- Born: 26 April 1769 Alverstoke
- Died: January 1833 Nottingham
- Resting place: St Mary's Church, Nottingham
- Occupation: Poet
- Spouse: Rev. John Wilson ​ ​(m. 1814; died 1832)​
- Writing career
- Years active: 1794-1814

= Eleanor Tatlock =

English poet (1769–1833)

Eleanor Tatlock (1769–1833, married name Wilson) was an English poet.

==Personal life==
Tatlock was born on 26 April 1769 in Alverstoke, Hampshire, and grew up in Sandwich, Kent. Her parents were Richard Tatlock (1720 or 1721 – 1777), a naval surgeon, and his wife Elizabeth (1735 or 1736 — 1797, Smith). She later moved, some time before 1811, to Great Marlow in Buckinghamshire and also lived at Wooburn in that county.

She married the Reverend John Wilson (died 1832), who had been married before, on 5 December 1814 at Matlock, Derbyshire. She died in Nottingham and was buried at St Mary's Church there on 20 January 1833.

==Writing==

Tatlock said that she started writing because she felt lonely after moving to Great Marlow away from her friends. Her earliest dated poem is "a polemic against novels" written in 1794 and included in her collection.

Tatlock published poems in several religious periodicals including The Evangelical, the Evangelical Magazine and the Theological Magazine, and in Poetical Gleanings. She sometimes published using her initials "E.T.".

She published her two-volume Poems in 1811, including many pieces previously published in magazines. The longest item is a six-book poem "Thoughts in solitude", a "meditative and digressive blank verse poem" which touches on topics including "theology, history, natural history, and social issues such as the problem of fallen women". Tatlock's writing on missionary work, with particular interest in women's work in that field "suggest[s] that like some other women dissenters of her generation, she might have been willing to explore, however tentatively, the possibility of public (if necessarily secondary) roles for women in religious movements. In her "lightly humorous" poem "A proposal" she sets out a schema for the higher education of women, in which they would receive a degree of "Sister of Arts" (SA) and be "freed from household concerns and given the further educational amenity of the Grand Tour".

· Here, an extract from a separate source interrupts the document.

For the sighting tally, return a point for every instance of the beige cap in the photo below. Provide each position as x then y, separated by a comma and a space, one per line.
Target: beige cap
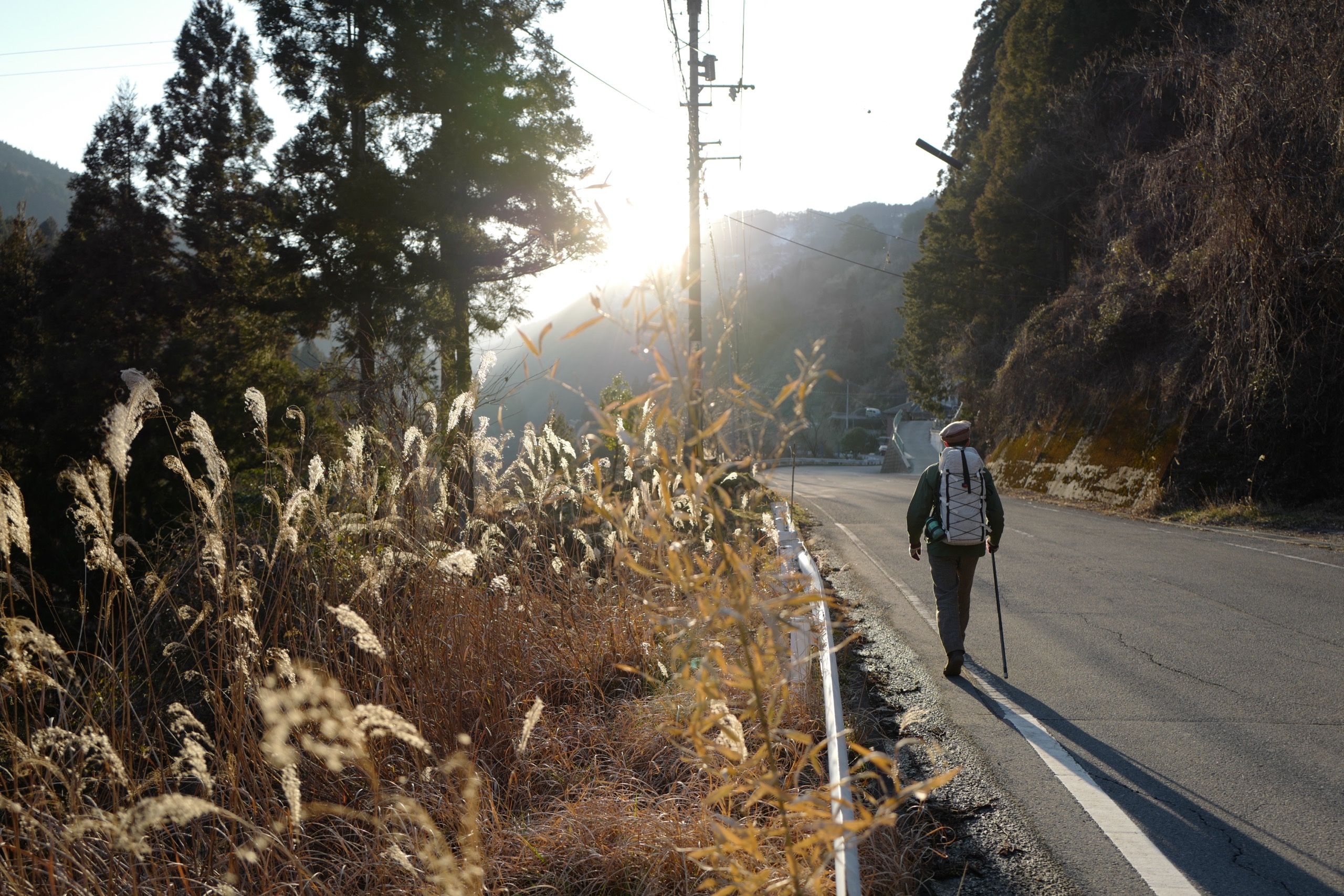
956, 430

After she married, in 1814, she appears not to have published further poetry. It has been suggested that she may be identified as the Eleanor Wilson who wrote Catharine and Jane: or Walks to and from a Sunday School [1796] and The Superindendant's Farewell; or, Advice to a Young Female, on her leaving the Sunday School to go to service, etc, 1827, both published in Derby.

==Selected publications==
- Tatlock, Eleanor (1811). "Poems" "Published by S. Burton, 156, Leadenhall Street: and may be had of Williams, Stationers' Court; Hamilton, Paternoster Row; Cocking, of Sandwich; and all other booksellers". In two volumes.